Elle lui tendit immédiatement une patte avec une somme qu'il n'eût pas le temps de calculer dans la main. Il alla pour mettre toutes les pièces dans sa bourse lorsque Wulfin en rattrapa une partie.
"Je prends. Pour le pendentif. Tiens, le pendentif. Pour le cou. Autre chose à vendre ? Ou à acheter ? Héhé." "Oui. Ce poignard.""Poignard ? Pas cher poignard, pas beaucoup d'acheteurs. Mais enchanté c'est mieux. Voilà, je l'enchanterais. Tiens, donne."Il l'attrapa rapidement et lui donna tout aussi rapidement quelques yus.

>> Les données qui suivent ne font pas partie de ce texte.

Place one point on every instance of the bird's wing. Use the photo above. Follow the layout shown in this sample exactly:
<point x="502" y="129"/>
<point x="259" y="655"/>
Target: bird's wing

"Fini ?""Je n'ai plus rien à vous vendre ou à vous acheter.""Non. Tu mens. Je te vends. Mon savoir. La nécromancie, la Tour des Dieux. Tu vas avoir besoin de plus de fluides. Des gants aussi, pour la magie obscure. Plus facile à utiliser avec mes gants, et mes gants il n'y a que moi qui les fait. Très rare, cher aussi. Donne ta bourse, je prends ma part."Alors qu'il comptait lui dire non, encore une fois, Wulfin lui prit des mains, compta vite, lui prit ce qui devait être une grande somme et lui rendit.
"Combien m'avez-vous pris ?""Mon prix. Cher. Tu ne veux plus apprendre, tu n'es plus un client ?""Si, mais...""Alors tu payes. Et tu te tais. Ou alors. Tu n'es plus un client. Et je te tue parce que tu as trouvé ma cachette. Alors, je te rends ton argent ?"Goetius se tut. Menacé de la sorte, il n'avait guère le choix.

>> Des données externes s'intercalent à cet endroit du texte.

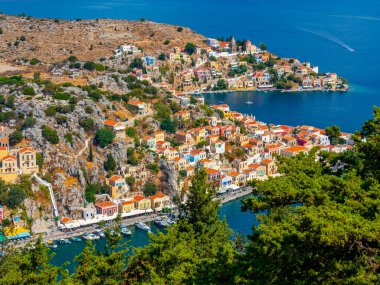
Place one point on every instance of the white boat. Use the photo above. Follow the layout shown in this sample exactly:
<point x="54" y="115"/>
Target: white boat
<point x="143" y="226"/>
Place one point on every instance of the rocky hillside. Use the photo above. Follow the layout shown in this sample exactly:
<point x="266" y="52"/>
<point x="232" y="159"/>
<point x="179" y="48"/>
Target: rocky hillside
<point x="51" y="40"/>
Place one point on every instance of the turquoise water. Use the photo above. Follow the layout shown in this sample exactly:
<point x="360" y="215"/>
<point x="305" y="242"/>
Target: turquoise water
<point x="239" y="222"/>
<point x="341" y="36"/>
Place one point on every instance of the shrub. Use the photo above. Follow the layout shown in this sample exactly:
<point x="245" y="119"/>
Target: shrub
<point x="89" y="65"/>
<point x="69" y="138"/>
<point x="150" y="189"/>
<point x="50" y="111"/>
<point x="89" y="110"/>
<point x="15" y="137"/>
<point x="29" y="123"/>
<point x="34" y="61"/>
<point x="50" y="135"/>
<point x="61" y="119"/>
<point x="87" y="123"/>
<point x="110" y="163"/>
<point x="72" y="58"/>
<point x="131" y="132"/>
<point x="29" y="91"/>
<point x="15" y="197"/>
<point x="62" y="96"/>
<point x="104" y="137"/>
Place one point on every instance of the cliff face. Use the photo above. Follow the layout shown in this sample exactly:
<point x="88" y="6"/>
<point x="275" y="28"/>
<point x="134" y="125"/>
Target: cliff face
<point x="52" y="41"/>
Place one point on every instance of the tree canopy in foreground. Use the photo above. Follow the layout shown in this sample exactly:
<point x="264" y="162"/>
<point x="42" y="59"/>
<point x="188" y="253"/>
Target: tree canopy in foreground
<point x="321" y="226"/>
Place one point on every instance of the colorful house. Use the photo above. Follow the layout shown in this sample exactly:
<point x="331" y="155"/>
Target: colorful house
<point x="118" y="186"/>
<point x="27" y="160"/>
<point x="117" y="127"/>
<point x="127" y="206"/>
<point x="292" y="151"/>
<point x="159" y="201"/>
<point x="107" y="208"/>
<point x="141" y="203"/>
<point x="138" y="106"/>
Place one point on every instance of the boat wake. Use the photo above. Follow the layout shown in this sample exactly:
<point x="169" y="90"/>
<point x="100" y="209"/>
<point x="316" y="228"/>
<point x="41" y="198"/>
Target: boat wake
<point x="357" y="17"/>
<point x="330" y="38"/>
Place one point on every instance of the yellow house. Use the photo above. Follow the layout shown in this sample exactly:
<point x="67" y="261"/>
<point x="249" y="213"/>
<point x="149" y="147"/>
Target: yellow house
<point x="9" y="169"/>
<point x="141" y="203"/>
<point x="159" y="201"/>
<point x="159" y="136"/>
<point x="127" y="206"/>
<point x="118" y="186"/>
<point x="200" y="134"/>
<point x="27" y="160"/>
<point x="3" y="152"/>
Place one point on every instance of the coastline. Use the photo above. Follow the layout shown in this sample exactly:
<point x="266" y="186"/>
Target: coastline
<point x="263" y="90"/>
<point x="57" y="234"/>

"Bien, bon client. Tiens, voilà les gants. Mitaines, plutôt, en fait. Noires, pour la nuit. Plus discret. Mais tu sais, tu es tout en noir aussi. Et les fluides, tu bois. Maintenant. Tout entier. Et je vais t'apprendre."Il lui tendit une fiole en terre cuite, dont l'intérieur était impossible à voir.
Il aurait aimé voir ce qu'il en était, mais devant l'empressement de Wulfin, il l'avala.

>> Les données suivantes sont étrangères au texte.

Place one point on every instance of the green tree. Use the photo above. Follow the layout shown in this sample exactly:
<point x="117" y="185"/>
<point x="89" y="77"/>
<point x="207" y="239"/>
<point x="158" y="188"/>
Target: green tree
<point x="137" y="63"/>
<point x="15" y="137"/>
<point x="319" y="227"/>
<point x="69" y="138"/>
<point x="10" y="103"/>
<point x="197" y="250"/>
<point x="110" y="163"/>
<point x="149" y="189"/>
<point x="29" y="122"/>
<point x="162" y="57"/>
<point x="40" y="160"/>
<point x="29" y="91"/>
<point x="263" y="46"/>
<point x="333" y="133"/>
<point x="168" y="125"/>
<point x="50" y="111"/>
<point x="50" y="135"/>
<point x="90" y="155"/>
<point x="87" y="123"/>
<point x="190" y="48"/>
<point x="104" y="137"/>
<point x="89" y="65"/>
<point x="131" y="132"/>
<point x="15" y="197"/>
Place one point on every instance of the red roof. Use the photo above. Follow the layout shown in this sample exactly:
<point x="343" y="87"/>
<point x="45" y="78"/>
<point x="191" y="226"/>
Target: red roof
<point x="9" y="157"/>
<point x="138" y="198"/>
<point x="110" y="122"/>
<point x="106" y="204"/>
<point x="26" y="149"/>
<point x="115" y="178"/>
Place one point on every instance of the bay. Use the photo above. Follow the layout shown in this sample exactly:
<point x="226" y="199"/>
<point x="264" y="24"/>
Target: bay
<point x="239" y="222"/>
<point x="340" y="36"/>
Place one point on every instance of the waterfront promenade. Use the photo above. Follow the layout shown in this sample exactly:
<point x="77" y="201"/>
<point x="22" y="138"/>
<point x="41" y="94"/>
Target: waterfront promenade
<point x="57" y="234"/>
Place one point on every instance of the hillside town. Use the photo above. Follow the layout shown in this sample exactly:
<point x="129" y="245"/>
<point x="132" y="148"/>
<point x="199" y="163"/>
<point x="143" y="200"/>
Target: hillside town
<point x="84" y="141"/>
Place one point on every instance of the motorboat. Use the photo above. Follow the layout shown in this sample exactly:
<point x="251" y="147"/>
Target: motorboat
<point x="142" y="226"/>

Il connaissait cette sensation, c'était bien des fluides obscurs. En plus puissant que ceux qu'ils avaient pu boire jusque là cependant, l’ingurgitation le fit tressaillir. Il s'en sentait déjà plus puissants, les fluides lui démangeant déjà au bout des doigts.
"Tout bu ? Bien. Là. On va s'entraîner. Je connais. Un bon endroit. Beaucoup de morts hantent l'endroit. On y va.", dit-il en le pressant alors que le cadavre sans tête rebouchait le tronc.